LEARNING THE ROPES, WITHOUT THE ROPES Novak fell in love the first time he climbed outdoors. The holds are limitless and there are a number of different ways to approach the rock, he said.
There are always dangers when a beginner decides to go outdoors, especially climbing without a rope.
“With a real beginner — somebody I wouldn’t maybe even call a climber, but a glorified hiker — it’s that they find it’s much harder to down-climb than it is to climb up,” Hickey said. “They get someplace and they can’t get back down safely.”
Novak advises beginner climbers to learn how to fall, he also recommends using a crash pad, which is just what it sounds like — a pad that’s laid out below the rocks that will cushion the fall of a climber who is bouldering.
THE ADDICTIVE RUSH The rewards for a beginner who sticks with it are endless, Hickey said. “Here with kids, when they make it to the top, it’s instant.

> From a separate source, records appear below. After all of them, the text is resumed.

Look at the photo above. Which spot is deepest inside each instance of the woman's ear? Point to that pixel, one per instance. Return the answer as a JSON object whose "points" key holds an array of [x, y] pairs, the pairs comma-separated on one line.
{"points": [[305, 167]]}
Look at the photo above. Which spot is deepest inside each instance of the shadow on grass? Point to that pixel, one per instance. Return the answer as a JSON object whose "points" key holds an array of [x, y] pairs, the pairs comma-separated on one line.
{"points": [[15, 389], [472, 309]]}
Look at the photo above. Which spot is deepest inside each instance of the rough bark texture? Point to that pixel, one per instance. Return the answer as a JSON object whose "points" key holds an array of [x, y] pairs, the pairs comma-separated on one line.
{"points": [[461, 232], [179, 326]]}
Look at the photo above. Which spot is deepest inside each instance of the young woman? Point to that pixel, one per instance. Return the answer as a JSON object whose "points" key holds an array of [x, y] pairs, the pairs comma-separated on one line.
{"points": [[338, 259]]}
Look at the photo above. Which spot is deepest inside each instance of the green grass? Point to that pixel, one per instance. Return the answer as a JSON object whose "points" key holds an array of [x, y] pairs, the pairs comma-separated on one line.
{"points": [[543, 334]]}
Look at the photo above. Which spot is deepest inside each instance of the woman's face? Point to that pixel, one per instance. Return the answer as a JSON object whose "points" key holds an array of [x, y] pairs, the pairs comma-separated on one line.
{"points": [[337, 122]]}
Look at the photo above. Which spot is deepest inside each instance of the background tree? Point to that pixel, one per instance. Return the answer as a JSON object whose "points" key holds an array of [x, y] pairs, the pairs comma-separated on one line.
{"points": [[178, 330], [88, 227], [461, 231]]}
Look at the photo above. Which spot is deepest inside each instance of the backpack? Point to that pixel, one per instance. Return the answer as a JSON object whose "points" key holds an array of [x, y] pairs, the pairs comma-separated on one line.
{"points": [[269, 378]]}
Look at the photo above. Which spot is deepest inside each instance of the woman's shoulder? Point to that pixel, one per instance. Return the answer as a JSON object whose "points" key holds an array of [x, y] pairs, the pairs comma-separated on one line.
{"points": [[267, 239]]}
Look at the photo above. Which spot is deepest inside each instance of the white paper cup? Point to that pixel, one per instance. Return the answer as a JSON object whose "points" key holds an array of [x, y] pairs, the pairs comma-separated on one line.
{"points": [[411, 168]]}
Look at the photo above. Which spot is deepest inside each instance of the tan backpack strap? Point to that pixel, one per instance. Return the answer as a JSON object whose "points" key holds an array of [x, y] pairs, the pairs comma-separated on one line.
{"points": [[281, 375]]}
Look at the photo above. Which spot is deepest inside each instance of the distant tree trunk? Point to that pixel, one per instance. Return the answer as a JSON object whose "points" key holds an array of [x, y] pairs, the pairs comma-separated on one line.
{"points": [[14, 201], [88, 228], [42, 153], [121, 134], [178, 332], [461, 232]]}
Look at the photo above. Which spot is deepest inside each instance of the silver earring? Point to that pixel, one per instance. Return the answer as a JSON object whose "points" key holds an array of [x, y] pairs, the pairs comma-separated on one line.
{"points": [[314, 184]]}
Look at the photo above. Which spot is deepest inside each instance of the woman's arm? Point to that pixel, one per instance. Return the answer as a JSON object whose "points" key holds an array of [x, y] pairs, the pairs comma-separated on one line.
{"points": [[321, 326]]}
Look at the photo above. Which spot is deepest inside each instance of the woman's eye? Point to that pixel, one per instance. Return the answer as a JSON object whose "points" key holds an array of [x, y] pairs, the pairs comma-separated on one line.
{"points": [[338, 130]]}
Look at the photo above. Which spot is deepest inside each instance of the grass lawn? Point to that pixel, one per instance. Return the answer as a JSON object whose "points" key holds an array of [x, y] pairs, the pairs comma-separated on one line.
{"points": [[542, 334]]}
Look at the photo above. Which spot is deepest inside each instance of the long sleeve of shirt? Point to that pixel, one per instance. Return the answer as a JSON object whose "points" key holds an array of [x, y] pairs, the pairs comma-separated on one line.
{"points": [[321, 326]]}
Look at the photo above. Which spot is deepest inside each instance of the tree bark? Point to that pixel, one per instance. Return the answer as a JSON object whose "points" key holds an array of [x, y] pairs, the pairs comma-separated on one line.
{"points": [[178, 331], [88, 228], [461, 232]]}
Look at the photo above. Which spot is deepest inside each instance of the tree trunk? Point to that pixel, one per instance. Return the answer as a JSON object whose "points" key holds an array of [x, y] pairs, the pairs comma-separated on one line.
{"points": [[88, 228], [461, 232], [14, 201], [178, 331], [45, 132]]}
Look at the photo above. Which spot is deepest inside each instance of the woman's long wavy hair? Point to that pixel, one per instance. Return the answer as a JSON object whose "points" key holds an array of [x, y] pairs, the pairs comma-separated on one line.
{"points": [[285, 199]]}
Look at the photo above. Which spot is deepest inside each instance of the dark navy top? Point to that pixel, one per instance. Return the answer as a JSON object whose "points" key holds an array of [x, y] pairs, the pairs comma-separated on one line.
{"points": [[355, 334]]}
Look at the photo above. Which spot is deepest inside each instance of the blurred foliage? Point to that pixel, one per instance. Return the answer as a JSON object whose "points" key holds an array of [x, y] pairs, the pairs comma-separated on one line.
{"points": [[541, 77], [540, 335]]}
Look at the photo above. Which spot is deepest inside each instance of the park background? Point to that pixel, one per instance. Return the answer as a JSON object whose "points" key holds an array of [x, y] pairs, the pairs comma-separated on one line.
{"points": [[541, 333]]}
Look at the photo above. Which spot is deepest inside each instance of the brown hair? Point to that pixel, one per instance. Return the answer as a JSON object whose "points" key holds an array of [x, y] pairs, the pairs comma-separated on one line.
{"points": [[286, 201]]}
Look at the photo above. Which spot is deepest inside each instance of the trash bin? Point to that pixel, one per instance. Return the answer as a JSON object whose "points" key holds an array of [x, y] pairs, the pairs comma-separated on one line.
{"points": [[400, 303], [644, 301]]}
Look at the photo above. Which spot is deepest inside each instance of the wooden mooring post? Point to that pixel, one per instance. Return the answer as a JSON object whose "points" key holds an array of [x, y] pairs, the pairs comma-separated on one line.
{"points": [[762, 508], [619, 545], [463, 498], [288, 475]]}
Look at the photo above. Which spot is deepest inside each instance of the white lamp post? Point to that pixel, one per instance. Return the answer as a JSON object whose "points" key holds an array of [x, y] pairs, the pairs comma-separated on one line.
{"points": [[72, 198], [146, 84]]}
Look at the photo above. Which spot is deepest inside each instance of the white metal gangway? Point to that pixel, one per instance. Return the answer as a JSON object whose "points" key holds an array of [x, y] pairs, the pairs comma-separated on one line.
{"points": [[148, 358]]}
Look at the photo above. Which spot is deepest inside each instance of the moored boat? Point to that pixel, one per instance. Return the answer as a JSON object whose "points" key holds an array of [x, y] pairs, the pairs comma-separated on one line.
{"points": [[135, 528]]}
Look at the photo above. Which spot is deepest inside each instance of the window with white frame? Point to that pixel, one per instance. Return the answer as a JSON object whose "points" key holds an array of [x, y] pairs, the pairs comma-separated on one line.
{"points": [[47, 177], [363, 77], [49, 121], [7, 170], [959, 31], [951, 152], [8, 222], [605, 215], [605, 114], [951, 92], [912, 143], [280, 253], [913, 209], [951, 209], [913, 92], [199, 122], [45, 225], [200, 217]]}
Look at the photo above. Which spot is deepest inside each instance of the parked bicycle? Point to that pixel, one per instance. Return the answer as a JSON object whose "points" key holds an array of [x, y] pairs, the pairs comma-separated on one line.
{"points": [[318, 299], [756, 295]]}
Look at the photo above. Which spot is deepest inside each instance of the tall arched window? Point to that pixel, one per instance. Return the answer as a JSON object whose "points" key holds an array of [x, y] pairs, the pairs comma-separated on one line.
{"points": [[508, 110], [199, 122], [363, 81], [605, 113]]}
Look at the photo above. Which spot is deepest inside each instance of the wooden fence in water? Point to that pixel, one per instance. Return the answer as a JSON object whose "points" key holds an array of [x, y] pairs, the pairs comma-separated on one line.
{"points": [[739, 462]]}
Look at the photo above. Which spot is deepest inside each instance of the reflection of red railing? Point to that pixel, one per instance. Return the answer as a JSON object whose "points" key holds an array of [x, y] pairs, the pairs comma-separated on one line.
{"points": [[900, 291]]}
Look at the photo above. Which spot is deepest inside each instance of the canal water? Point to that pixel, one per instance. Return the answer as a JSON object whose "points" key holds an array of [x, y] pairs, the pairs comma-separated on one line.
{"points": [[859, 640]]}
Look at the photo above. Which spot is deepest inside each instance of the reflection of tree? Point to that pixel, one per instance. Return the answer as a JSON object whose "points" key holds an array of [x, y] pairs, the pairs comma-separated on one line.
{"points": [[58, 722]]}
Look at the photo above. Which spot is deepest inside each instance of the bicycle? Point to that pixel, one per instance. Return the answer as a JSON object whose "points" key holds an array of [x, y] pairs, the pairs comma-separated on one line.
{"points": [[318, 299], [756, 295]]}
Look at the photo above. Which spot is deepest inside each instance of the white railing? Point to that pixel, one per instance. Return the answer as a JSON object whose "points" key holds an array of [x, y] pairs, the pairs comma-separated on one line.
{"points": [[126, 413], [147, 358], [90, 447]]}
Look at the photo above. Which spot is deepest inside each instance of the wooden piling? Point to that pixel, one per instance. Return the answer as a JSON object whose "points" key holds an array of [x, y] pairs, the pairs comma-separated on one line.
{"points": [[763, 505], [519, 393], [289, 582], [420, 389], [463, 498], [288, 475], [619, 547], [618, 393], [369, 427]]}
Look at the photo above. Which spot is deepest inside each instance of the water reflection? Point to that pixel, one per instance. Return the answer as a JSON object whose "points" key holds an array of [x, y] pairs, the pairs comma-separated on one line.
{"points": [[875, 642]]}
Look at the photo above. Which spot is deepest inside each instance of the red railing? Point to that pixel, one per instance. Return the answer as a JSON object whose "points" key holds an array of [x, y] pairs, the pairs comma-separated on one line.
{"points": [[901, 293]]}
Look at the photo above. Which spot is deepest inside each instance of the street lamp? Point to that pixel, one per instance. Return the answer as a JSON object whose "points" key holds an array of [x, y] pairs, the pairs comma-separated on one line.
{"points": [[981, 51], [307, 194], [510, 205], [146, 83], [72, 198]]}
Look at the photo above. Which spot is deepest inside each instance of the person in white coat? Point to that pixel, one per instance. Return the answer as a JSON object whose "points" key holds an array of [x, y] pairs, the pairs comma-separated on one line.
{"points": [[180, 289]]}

You don’t have to wait to win a game. Instant gratification,” Hickey said. “It’s really a complete package of satisfaction when you get it done right.”
The rush of rocking climbing, and the accomplishment that comes with it, is addictive. But for climbers like Hickey and Novak, it’s much more. Without getting too philosophical, there’s a state of Zen that comes with being on the rock, surrounded by natural beauty.
“I think there’s probably something primal in there, too, that we don’t even know. It really does go to the inner being,” Hickey said. “Not everybody likes it, but if you like it, it can take over.”
Novak agrees.
“Climbers just have a different outlook on life,” he said. “I think a lot of climbers learn to live in the moment. Another day that I’m able to climb is another day I am going to climb, until I am too old or broken to do it anymore.”
NEXTnc reporter Erin Frustaci contributed to this story.